Git-based storage and publishing, infrastructure advice
- by Joel Martinez
I wanted to get some advice on moving a system to "the cloud" ... specifically, I'm looking to move into some of Windows Azure's managed services, as right now I'm managing a VM. Basically, the system operates on some data stored in a github git repository. I'll describe the current architecture:
Current system (all hosted on a single server):
GitHub - configured with a webhook pointing at ...
ASP.NET MVC application - to accept the webhook from git. It pushes a message onto ...
Azure service bus Queue - which is drained by ...

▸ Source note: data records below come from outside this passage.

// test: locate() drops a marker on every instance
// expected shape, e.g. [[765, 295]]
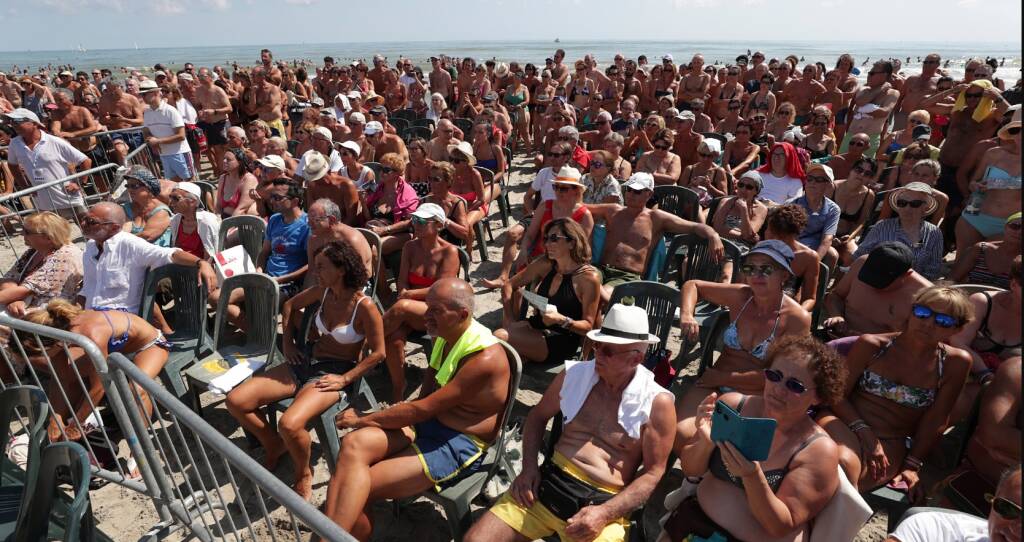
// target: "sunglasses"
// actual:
[[941, 320], [751, 269], [913, 204], [554, 238], [1006, 508], [791, 383]]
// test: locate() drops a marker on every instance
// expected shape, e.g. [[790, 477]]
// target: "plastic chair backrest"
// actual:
[[698, 262], [261, 307], [971, 289], [189, 299], [819, 295], [375, 263], [32, 402], [251, 232], [34, 517], [679, 201], [464, 261], [658, 300]]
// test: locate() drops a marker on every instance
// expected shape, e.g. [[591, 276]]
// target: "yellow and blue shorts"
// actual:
[[446, 455], [538, 522]]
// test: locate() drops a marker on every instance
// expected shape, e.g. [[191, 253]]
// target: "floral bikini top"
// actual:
[[910, 397]]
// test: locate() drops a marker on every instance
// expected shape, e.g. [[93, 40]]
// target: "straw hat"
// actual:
[[933, 204]]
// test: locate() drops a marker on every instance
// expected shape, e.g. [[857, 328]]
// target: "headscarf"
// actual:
[[794, 167], [984, 108]]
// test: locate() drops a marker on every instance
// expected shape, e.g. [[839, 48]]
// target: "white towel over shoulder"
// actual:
[[634, 409]]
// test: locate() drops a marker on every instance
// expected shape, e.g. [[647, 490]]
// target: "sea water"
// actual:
[[715, 52]]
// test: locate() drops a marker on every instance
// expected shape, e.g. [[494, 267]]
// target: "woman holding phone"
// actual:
[[901, 389], [778, 497]]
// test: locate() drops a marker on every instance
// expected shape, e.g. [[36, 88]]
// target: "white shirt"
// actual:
[[187, 111], [335, 160], [164, 122], [942, 527], [543, 183], [47, 161], [114, 279], [780, 190]]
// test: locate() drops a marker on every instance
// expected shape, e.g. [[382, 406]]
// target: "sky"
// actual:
[[40, 25]]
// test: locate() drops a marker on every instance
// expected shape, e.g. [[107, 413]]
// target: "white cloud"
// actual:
[[167, 7]]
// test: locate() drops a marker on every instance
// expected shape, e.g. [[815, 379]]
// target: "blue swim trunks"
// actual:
[[446, 455]]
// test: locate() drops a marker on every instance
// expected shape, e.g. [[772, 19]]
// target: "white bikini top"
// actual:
[[344, 334]]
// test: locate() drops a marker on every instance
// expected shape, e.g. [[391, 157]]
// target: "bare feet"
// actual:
[[272, 455], [304, 484]]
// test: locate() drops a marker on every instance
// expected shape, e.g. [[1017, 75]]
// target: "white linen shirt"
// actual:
[[114, 279]]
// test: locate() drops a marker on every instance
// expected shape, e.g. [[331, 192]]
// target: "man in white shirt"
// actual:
[[42, 158], [167, 133], [116, 261], [936, 525]]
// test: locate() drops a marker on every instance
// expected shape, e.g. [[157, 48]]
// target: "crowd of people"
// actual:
[[839, 213]]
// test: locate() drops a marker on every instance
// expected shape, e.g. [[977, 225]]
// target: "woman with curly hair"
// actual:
[[320, 368]]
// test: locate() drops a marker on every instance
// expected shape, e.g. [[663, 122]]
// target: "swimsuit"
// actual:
[[905, 395], [990, 350], [731, 336], [773, 476], [561, 342]]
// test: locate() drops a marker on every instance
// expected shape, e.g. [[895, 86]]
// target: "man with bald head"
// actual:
[[435, 441], [116, 261]]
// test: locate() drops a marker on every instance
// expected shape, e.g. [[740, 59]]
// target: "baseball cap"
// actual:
[[686, 116], [430, 211], [22, 114], [325, 132], [776, 250], [272, 162], [351, 146], [147, 85], [885, 263], [640, 180]]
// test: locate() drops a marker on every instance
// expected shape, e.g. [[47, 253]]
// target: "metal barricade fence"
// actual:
[[197, 482]]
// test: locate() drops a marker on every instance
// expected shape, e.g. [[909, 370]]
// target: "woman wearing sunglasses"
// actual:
[[387, 208], [899, 393], [856, 201], [912, 204], [777, 498], [995, 189], [760, 313], [425, 259], [572, 288]]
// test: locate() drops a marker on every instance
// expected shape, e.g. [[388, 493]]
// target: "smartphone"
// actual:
[[752, 436]]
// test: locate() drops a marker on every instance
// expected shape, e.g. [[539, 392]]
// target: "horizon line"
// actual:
[[560, 43]]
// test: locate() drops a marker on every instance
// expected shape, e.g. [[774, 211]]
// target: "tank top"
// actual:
[[549, 216]]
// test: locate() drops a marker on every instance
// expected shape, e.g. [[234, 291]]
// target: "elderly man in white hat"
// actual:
[[41, 158], [612, 418]]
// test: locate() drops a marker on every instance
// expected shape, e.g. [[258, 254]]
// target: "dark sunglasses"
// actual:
[[791, 383], [941, 320], [554, 238], [751, 269], [913, 204], [1007, 509]]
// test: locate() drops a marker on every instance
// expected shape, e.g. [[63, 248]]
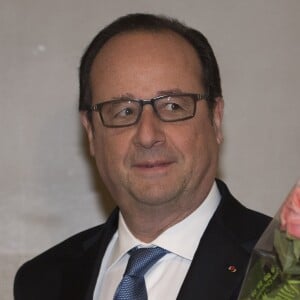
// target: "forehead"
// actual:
[[145, 57]]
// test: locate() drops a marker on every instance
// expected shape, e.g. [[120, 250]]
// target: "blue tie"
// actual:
[[132, 285]]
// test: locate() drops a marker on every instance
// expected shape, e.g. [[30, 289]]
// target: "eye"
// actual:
[[127, 111], [172, 106]]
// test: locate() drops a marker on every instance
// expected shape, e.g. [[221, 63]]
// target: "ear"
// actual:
[[217, 119], [88, 126]]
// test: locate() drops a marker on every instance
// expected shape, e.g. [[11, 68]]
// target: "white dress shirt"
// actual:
[[164, 279]]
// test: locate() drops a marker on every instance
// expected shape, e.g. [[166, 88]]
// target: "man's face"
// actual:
[[153, 163]]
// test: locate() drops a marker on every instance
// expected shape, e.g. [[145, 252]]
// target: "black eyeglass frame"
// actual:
[[98, 107]]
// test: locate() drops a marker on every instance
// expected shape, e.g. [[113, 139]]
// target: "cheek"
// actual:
[[110, 152]]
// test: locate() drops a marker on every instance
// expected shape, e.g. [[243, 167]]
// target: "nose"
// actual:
[[149, 130]]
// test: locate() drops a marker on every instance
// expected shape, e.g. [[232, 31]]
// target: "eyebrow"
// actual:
[[158, 93]]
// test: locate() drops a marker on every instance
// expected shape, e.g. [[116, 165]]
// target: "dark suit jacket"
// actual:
[[69, 270]]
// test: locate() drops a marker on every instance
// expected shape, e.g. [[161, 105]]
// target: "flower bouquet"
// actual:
[[274, 268]]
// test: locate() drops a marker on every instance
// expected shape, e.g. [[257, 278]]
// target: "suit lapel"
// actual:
[[81, 271], [209, 275], [220, 248]]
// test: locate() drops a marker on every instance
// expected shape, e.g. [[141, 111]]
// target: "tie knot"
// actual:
[[142, 259]]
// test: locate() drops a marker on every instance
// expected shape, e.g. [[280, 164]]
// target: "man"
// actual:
[[152, 107]]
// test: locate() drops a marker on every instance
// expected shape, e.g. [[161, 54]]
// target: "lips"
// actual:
[[152, 165]]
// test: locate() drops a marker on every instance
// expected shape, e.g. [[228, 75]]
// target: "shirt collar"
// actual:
[[181, 239]]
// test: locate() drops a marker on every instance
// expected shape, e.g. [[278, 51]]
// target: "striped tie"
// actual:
[[132, 285]]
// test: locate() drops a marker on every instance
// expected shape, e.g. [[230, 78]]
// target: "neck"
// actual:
[[147, 222]]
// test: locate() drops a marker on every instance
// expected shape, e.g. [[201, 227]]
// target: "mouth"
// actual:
[[153, 166]]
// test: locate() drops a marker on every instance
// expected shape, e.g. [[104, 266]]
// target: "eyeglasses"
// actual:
[[126, 112]]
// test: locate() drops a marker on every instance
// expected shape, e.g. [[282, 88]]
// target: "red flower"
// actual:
[[290, 212]]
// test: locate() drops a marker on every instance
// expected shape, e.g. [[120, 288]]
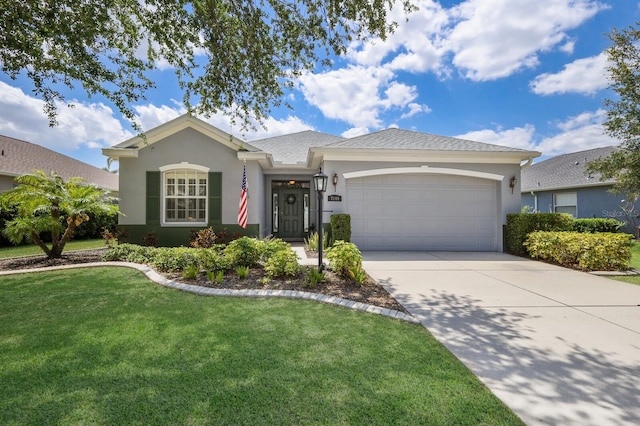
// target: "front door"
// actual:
[[291, 212]]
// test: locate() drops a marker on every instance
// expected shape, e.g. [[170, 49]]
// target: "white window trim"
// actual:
[[181, 166], [555, 205]]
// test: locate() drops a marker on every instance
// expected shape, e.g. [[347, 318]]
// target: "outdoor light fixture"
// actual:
[[320, 185], [512, 183]]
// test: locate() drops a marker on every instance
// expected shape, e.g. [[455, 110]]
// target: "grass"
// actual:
[[29, 250], [106, 346], [635, 263]]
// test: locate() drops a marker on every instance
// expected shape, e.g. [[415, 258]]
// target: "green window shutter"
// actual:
[[215, 198], [153, 198]]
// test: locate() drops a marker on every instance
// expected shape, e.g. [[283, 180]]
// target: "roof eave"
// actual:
[[181, 123], [399, 155], [117, 153], [566, 187], [264, 159]]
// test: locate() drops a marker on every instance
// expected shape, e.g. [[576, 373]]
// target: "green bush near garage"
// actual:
[[602, 251], [520, 225], [596, 224], [341, 227], [344, 257]]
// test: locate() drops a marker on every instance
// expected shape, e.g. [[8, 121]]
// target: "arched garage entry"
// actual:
[[423, 208]]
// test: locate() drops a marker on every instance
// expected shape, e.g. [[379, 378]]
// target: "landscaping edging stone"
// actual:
[[207, 291]]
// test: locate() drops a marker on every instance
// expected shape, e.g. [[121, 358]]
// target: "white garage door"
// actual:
[[423, 212]]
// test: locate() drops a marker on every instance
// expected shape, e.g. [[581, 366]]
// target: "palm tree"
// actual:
[[48, 203]]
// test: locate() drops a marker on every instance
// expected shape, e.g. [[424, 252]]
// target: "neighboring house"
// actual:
[[19, 157], [404, 190], [562, 185]]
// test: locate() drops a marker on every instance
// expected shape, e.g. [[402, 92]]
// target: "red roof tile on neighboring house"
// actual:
[[18, 157]]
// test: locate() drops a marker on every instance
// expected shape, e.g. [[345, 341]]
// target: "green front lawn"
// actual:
[[635, 263], [106, 346], [32, 249]]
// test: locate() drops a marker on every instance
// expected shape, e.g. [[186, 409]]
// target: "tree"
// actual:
[[623, 114], [253, 50], [49, 204]]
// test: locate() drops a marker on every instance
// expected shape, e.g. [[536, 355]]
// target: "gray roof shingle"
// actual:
[[400, 139], [294, 148], [19, 157], [564, 171]]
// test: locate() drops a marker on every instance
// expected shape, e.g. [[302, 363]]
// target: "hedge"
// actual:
[[519, 225], [585, 251], [341, 227], [592, 225]]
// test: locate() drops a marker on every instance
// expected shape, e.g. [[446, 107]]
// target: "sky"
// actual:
[[527, 74]]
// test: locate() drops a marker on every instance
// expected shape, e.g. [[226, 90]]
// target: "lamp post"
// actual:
[[320, 185]]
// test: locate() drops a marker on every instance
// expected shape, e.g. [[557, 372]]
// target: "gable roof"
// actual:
[[564, 171], [130, 147], [399, 139], [307, 149], [19, 157], [405, 145], [294, 148]]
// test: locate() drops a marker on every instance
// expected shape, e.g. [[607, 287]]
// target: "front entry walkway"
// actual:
[[559, 347]]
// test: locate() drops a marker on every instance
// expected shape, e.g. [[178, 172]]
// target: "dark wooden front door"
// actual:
[[291, 213]]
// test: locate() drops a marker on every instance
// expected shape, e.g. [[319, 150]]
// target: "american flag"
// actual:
[[242, 209]]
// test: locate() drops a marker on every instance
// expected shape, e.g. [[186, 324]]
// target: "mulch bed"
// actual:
[[369, 292]]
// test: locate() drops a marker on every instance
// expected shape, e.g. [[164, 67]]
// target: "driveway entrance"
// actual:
[[559, 347]]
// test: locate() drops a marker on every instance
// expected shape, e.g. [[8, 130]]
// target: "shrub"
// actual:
[[215, 276], [592, 225], [150, 239], [242, 271], [358, 275], [244, 251], [519, 225], [204, 238], [341, 227], [130, 253], [344, 257], [93, 228], [311, 243], [314, 276], [214, 259], [282, 263], [190, 272], [271, 246], [588, 252], [175, 258]]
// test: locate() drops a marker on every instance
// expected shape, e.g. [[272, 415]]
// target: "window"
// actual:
[[185, 196], [566, 202]]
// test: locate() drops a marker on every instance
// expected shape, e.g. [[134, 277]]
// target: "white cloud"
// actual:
[[276, 127], [578, 133], [518, 137], [496, 38], [416, 43], [150, 116], [357, 95], [86, 124], [414, 109], [355, 131], [585, 76], [568, 47]]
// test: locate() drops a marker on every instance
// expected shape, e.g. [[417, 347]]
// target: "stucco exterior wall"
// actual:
[[194, 148], [6, 183], [593, 202]]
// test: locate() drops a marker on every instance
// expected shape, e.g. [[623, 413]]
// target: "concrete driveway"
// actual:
[[559, 347]]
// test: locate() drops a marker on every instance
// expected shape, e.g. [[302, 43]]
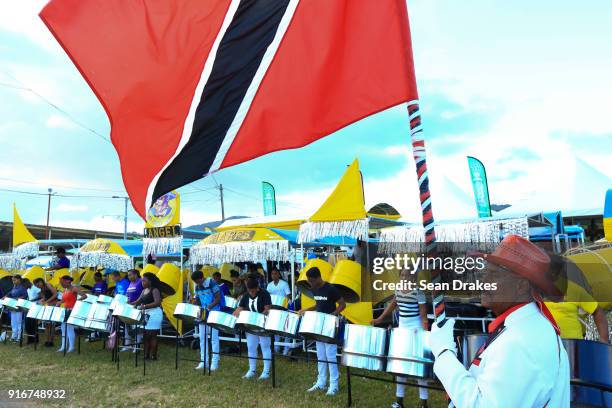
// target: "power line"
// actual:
[[53, 105]]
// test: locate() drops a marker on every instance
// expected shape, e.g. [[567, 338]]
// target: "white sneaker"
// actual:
[[250, 374], [316, 387]]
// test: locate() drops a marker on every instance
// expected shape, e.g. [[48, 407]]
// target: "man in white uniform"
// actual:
[[523, 363], [281, 288]]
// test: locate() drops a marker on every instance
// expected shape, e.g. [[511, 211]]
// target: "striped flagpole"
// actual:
[[418, 152]]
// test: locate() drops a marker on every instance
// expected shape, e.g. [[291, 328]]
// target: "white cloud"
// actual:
[[71, 208], [59, 121]]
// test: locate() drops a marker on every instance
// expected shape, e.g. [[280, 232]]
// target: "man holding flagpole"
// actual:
[[523, 362]]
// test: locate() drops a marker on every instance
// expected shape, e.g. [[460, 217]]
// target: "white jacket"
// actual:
[[525, 366]]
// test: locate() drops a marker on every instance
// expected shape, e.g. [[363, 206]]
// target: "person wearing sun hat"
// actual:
[[523, 362]]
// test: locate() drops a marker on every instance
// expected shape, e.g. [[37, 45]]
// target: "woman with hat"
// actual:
[[70, 293], [48, 295], [150, 302], [523, 362], [17, 292]]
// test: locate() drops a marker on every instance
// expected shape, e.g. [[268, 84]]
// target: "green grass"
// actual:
[[92, 380]]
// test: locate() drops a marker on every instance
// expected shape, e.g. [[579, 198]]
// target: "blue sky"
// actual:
[[524, 86]]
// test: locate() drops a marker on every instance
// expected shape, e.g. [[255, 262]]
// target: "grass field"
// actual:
[[92, 380]]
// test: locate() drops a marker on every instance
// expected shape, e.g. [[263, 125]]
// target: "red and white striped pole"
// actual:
[[418, 152]]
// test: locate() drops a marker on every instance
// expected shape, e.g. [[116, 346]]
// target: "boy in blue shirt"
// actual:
[[208, 296]]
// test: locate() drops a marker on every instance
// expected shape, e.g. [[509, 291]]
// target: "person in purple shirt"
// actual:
[[62, 261], [133, 294], [100, 287], [18, 292]]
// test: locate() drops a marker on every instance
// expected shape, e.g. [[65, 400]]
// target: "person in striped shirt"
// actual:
[[413, 315]]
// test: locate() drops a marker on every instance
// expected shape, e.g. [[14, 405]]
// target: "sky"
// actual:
[[524, 86]]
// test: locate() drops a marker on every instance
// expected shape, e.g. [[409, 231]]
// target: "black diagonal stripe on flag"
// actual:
[[237, 60]]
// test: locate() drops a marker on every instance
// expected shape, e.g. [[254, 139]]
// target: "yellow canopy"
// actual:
[[240, 245], [24, 243], [343, 213]]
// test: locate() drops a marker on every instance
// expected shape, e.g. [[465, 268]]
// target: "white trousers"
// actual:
[[326, 354], [264, 342], [68, 334], [127, 339], [206, 331], [16, 318], [400, 389]]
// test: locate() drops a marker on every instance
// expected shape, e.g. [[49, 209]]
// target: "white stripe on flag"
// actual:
[[188, 125], [254, 86]]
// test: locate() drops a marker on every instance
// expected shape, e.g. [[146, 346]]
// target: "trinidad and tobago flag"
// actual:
[[194, 86]]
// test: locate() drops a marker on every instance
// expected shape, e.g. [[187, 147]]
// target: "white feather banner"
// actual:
[[252, 251], [485, 235], [162, 246], [311, 231], [25, 250]]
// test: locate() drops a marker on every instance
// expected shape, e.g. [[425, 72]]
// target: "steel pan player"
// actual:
[[208, 296], [523, 363], [326, 296], [412, 315], [256, 300]]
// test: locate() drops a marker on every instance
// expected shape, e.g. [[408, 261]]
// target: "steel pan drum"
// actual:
[[221, 321], [470, 346], [319, 326], [231, 302], [105, 299], [591, 364], [251, 322], [91, 298], [36, 312], [278, 302], [409, 353], [187, 311], [24, 304], [97, 319], [364, 347], [79, 314], [54, 314], [128, 314], [282, 323], [10, 304], [117, 300]]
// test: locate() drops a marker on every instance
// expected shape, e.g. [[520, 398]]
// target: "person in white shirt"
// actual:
[[523, 363], [412, 315], [30, 324], [279, 287]]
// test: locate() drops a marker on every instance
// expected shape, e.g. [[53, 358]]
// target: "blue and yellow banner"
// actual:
[[480, 186]]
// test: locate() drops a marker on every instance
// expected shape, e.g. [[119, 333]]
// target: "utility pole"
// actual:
[[222, 207], [49, 192], [124, 216]]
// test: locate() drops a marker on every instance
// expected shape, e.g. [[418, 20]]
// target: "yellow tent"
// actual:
[[24, 243], [171, 277], [342, 214], [240, 245]]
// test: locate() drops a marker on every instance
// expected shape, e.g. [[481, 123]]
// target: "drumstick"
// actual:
[[418, 152]]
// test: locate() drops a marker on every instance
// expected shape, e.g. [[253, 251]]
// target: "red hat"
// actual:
[[527, 260]]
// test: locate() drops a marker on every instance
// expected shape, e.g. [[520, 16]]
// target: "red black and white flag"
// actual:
[[194, 86]]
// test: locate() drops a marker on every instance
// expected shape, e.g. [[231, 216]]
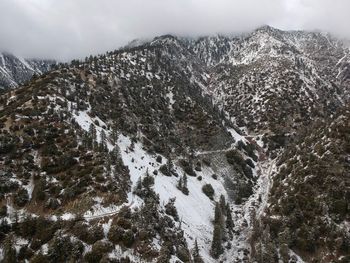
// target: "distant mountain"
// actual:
[[15, 70], [216, 149]]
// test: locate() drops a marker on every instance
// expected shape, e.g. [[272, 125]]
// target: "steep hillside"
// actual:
[[15, 70], [121, 155], [308, 208], [181, 150]]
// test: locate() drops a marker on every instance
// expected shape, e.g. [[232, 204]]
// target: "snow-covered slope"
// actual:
[[177, 150], [16, 70]]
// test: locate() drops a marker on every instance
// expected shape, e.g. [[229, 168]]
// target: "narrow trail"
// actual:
[[111, 213]]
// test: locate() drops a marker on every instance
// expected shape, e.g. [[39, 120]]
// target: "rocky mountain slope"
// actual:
[[180, 150], [16, 70]]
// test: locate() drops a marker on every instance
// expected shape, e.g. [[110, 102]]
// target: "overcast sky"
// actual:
[[67, 29]]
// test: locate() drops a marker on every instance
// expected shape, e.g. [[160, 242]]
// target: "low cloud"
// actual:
[[68, 29]]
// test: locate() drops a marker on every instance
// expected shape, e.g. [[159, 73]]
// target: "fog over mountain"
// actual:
[[66, 29]]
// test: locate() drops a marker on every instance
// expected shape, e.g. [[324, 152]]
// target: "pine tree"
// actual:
[[229, 222], [184, 186], [218, 217], [216, 245], [103, 143], [223, 204], [92, 134], [9, 251], [180, 184]]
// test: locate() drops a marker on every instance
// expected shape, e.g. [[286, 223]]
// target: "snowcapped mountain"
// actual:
[[181, 150], [16, 70]]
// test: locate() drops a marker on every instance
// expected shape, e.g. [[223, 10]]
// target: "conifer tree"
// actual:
[[216, 245], [196, 254], [184, 187]]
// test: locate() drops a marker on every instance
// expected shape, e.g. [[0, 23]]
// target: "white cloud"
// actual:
[[65, 29]]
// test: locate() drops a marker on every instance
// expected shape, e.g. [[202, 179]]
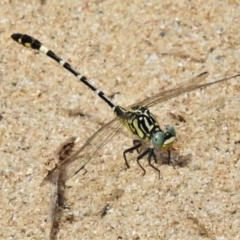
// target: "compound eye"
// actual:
[[170, 130], [158, 139]]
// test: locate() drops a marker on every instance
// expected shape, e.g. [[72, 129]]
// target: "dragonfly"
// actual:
[[137, 118]]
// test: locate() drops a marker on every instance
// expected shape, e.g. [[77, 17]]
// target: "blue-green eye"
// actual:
[[170, 130], [157, 139]]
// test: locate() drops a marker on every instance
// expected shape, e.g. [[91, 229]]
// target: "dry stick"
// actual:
[[62, 153]]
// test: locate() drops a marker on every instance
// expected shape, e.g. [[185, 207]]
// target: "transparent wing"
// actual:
[[188, 86], [85, 153], [80, 158]]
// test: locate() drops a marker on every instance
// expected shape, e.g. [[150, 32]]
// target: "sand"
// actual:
[[131, 50]]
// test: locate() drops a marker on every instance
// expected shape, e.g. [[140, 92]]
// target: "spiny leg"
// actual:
[[131, 149], [150, 152]]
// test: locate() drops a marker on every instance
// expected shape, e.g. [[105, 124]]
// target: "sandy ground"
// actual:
[[131, 50]]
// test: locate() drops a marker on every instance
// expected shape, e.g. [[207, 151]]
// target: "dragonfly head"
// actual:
[[164, 139]]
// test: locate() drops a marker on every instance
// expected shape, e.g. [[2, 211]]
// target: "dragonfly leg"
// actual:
[[136, 145], [150, 155], [169, 157]]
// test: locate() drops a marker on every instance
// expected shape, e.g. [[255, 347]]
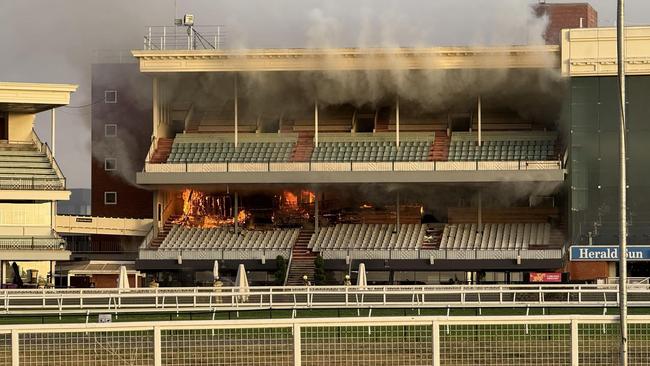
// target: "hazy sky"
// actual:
[[56, 40]]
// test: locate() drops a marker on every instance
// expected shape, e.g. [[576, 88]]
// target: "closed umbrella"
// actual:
[[123, 279], [241, 282], [215, 270], [362, 279]]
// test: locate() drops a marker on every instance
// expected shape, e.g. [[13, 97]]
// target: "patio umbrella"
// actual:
[[362, 279], [241, 282], [215, 270], [123, 279]]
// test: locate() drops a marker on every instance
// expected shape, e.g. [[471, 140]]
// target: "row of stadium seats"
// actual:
[[24, 162], [502, 146], [226, 151], [372, 151], [495, 236], [369, 236], [181, 237]]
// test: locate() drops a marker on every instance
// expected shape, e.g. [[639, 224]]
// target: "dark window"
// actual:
[[110, 164], [110, 130], [110, 96], [110, 198]]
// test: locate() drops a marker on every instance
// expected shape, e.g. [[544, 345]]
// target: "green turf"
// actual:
[[310, 313]]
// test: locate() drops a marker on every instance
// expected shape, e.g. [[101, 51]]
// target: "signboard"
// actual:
[[608, 253], [104, 318], [555, 277]]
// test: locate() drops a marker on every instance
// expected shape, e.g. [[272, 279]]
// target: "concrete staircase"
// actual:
[[155, 243], [440, 147], [163, 150], [304, 147], [302, 262]]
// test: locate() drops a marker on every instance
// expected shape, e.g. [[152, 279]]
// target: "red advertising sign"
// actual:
[[545, 277]]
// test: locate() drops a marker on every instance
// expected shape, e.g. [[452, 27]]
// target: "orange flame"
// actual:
[[290, 199], [201, 210]]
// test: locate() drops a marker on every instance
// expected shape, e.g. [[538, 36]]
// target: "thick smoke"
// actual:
[[55, 41]]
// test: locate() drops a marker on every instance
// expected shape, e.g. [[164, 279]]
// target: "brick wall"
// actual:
[[564, 16], [586, 271], [132, 115]]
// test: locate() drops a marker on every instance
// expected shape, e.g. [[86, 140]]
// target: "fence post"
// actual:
[[157, 347], [15, 351], [574, 343], [297, 347], [435, 337]]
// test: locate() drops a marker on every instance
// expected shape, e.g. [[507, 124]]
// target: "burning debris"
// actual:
[[294, 209], [206, 211]]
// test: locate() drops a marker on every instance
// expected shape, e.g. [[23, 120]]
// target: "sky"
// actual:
[[58, 40]]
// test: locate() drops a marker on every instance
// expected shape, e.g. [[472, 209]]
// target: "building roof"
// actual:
[[33, 97], [348, 59]]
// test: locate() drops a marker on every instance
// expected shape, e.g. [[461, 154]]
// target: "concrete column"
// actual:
[[53, 131], [397, 121], [316, 123], [316, 212], [236, 114], [397, 213], [480, 213], [155, 109], [479, 121], [236, 212]]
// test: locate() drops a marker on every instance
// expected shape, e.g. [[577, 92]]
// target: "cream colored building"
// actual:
[[31, 183]]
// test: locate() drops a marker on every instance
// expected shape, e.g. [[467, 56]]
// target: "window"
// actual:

Windows Service - pulls the message from the queue and ...
Fetches the latest data from the git repository (using GitLib2Sharp) onto the local disk and finally ...
Operates on the data in git to produce a static HTML website hosted/served by IIS.
The system works really well, actually ... but I would like to get out of the business of managing the VM, and move to using some combination of Azure web and worker roles. But because the system relies so heavily on the git repository on the local filesystem, I'm finding it difficult to figure out how to architect in the cloud. I know you can get file system access, so in theory I could just fetch the repository if there's nothing on disk ... but the performance/responsiveness of the system sort of depends on the repository being available and only having to fetch diffs, which is relatively quick. As opposed to periodically having to fetch the entire (somewhat large) git repository if the web or worker role was recycled, or something.
So I would love some advice on how you would architect such a system :) Ultimately, the only real requirement is to be able to serve HTML content that's been produced from the contents of a git repository (in a relatively responsive manner, from a publishing perspective) ... please feel free to ask any clarifying questions if there's something I omitted. Thanks!